When restaurants were allowed to reopen with strict indoor restrictions, Captain Curt’s was uniquely suited to accommodate outdoor diners at safe distances from one another. Even when restrictions were lifted, the brothers refused to pack more tables into their outdoor seating, instead keeping diners comfortably spaced for the best possible dining experience.
They started hosting live music seven days a week, shows that have become a favorite of guests and performers alike.
Still guided by the kinds of places they’d like to visit on vacation, the Stewarts added “coffee shop” to their beer garden service. “Now I tell the coffee folks, ‘You guys are the last to go, because nobody’s going to mess with my cup of coffee in the morning,’” said Brett.
The Captain Curt’s “nice little restaurant” from 1994 is now officially Captain Curt’s Village.

‘Family and friends’
“We’ve been changing and adapting from the get-go,” said Brad, and Brett added, “If there’s one thing that we do, we change and adapt.”

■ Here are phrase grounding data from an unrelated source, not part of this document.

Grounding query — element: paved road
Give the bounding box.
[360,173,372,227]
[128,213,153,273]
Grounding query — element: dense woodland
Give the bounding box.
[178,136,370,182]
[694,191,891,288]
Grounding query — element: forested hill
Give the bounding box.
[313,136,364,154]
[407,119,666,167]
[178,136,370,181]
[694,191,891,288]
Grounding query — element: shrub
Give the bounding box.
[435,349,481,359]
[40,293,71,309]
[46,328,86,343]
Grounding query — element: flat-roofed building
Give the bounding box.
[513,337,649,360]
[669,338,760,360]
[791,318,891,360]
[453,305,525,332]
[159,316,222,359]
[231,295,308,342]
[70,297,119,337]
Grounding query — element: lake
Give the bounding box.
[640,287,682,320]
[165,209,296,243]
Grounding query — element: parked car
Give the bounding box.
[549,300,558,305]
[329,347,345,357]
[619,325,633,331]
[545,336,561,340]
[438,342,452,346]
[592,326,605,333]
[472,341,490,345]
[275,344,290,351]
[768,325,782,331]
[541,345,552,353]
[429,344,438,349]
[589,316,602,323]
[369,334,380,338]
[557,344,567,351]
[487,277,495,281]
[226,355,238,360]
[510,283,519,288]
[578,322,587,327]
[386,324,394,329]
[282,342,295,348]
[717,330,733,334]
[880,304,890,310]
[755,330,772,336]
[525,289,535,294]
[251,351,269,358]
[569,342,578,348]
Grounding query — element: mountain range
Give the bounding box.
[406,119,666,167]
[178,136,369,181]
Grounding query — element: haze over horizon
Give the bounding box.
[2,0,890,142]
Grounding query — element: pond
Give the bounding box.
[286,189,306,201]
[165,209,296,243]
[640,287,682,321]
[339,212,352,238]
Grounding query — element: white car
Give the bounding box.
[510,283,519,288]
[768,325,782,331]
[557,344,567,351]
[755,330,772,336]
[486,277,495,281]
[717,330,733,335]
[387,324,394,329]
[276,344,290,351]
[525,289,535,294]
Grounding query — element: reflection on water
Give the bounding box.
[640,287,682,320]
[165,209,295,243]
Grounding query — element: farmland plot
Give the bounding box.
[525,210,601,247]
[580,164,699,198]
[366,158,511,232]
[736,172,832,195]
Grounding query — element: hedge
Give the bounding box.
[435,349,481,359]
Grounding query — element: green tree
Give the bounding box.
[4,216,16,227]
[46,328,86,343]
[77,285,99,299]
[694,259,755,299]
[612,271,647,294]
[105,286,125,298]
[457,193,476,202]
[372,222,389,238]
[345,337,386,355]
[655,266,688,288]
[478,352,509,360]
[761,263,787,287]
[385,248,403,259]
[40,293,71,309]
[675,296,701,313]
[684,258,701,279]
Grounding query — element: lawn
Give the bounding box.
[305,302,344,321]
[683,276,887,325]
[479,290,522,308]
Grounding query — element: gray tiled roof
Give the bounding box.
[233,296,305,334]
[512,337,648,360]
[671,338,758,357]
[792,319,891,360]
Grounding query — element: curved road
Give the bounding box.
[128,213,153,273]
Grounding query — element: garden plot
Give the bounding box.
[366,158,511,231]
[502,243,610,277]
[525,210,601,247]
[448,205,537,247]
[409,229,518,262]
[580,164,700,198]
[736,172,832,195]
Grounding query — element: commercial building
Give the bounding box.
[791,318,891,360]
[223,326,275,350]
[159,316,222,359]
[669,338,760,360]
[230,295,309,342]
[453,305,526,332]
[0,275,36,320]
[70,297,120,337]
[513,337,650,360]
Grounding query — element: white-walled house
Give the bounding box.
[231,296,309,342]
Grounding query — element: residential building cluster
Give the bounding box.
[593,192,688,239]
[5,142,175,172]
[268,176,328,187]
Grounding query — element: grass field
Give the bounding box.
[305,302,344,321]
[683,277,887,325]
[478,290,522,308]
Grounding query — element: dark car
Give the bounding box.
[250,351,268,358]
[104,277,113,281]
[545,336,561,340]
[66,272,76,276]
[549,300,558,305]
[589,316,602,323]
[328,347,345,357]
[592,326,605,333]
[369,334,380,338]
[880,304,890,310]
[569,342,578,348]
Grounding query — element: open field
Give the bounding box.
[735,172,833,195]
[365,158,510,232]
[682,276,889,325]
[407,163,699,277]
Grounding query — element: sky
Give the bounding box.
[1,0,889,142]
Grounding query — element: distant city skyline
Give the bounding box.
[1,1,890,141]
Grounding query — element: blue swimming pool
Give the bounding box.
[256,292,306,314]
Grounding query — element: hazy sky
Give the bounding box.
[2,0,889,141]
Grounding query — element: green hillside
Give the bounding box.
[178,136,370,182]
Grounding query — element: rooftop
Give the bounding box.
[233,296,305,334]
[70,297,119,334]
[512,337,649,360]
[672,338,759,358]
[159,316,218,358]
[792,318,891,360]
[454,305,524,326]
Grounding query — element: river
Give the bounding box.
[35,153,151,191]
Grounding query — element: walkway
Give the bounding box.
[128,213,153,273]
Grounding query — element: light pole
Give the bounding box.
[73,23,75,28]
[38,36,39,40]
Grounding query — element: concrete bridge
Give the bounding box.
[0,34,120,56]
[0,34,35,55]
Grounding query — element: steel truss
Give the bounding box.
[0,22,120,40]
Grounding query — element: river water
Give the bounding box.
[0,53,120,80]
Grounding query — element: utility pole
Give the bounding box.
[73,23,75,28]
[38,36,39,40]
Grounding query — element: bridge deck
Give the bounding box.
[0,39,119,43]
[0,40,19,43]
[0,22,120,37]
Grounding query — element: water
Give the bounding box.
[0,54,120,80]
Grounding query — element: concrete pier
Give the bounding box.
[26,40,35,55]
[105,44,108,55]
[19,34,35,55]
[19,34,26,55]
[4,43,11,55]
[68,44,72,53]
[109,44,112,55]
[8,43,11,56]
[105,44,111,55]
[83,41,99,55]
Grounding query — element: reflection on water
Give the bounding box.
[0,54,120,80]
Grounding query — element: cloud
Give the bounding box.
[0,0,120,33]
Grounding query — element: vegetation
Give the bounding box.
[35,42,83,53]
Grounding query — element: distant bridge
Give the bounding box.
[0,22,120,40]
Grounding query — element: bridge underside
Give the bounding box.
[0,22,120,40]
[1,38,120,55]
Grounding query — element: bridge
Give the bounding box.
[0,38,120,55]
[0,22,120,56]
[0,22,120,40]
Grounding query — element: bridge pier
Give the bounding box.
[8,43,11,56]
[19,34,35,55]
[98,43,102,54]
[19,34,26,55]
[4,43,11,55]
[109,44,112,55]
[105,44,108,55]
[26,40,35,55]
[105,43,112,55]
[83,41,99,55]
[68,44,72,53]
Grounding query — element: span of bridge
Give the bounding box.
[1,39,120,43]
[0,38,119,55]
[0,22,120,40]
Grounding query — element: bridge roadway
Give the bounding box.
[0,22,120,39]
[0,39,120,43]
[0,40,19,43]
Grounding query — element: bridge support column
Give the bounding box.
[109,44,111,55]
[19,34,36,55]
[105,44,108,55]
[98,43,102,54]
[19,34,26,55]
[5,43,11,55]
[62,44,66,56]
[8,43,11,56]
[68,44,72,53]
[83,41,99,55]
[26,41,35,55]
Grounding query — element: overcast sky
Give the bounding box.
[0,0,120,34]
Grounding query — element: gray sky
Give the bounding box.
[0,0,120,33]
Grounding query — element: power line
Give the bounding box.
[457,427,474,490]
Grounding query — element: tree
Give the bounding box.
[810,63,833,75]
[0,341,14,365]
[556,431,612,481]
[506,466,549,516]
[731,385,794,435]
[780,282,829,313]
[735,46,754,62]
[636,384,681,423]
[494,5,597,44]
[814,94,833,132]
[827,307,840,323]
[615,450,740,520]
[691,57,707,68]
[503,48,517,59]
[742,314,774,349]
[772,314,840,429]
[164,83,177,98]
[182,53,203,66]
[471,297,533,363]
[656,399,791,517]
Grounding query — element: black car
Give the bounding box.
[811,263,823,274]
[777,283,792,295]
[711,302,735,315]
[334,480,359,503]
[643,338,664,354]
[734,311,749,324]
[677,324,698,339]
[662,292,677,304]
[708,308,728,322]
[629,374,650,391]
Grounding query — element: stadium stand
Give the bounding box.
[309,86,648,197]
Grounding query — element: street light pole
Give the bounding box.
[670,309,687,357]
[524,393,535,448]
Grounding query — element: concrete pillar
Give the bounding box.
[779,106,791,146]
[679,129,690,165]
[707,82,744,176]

But after all the changing and adapting, the brothers attribute their longevity to one of the few constants in their restaurant career: the people they work with — including each other and the rest of the family.

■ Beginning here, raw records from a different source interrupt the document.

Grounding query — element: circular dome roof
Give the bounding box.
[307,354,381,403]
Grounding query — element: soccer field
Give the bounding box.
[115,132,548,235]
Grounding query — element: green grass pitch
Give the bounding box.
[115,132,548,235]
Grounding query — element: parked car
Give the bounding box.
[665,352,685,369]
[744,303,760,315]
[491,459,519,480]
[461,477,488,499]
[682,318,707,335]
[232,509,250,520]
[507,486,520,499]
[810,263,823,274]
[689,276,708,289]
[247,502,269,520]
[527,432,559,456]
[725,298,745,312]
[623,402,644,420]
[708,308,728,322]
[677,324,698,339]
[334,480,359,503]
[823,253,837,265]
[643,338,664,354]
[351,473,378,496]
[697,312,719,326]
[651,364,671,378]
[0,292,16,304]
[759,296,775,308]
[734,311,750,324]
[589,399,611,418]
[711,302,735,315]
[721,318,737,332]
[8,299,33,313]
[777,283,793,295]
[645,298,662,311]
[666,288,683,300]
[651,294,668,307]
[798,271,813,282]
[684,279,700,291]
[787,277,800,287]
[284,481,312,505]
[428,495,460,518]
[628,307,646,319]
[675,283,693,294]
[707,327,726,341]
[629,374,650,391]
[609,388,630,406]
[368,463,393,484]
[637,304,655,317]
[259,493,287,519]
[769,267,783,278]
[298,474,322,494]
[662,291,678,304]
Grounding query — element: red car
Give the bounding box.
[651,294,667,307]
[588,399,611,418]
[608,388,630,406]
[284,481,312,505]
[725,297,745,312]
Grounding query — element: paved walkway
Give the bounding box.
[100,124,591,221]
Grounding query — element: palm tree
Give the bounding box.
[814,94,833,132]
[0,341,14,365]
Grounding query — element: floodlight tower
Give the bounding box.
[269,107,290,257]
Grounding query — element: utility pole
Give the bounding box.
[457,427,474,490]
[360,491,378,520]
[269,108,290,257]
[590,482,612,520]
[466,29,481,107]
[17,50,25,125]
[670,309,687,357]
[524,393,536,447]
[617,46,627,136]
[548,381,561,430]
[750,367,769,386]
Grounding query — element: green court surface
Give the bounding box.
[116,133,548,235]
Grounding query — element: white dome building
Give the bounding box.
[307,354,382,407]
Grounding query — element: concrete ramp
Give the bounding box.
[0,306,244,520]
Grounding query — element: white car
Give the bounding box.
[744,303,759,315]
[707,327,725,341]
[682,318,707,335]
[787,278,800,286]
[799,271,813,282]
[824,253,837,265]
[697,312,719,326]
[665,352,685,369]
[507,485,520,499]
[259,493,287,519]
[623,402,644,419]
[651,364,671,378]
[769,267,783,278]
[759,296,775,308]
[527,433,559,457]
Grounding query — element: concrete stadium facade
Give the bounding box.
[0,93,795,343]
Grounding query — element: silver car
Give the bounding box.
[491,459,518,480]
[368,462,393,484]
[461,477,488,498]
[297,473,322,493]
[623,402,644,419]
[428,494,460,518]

“The real story is that we’re family and we’re still doing this,” said Brett. “When we were younger, maybe we struggled a little bit. But we realized pretty quickly that that’s not the way to go. We work together. If you don’t worry about who gets the credit on things, it’s amazing what you can get done.”
Now their nephew Brian (“the son of our other, military brother”) handles their computer and kitchen automation services. Some of their other employees have been here almost as long as the Stewarts themselves.
“Brad and I still have lunch together five days a week with our mom,” said Brett. “Our dad, Dave, is like the mascot. Everybody loves Dave.”
In trying to create the kind of spot they’d like to visit on vacation, the Stewarts seem to have made for themselves a permanent home.
“We wouldn’t keep doing this if we weren’t having fun,” they agreed.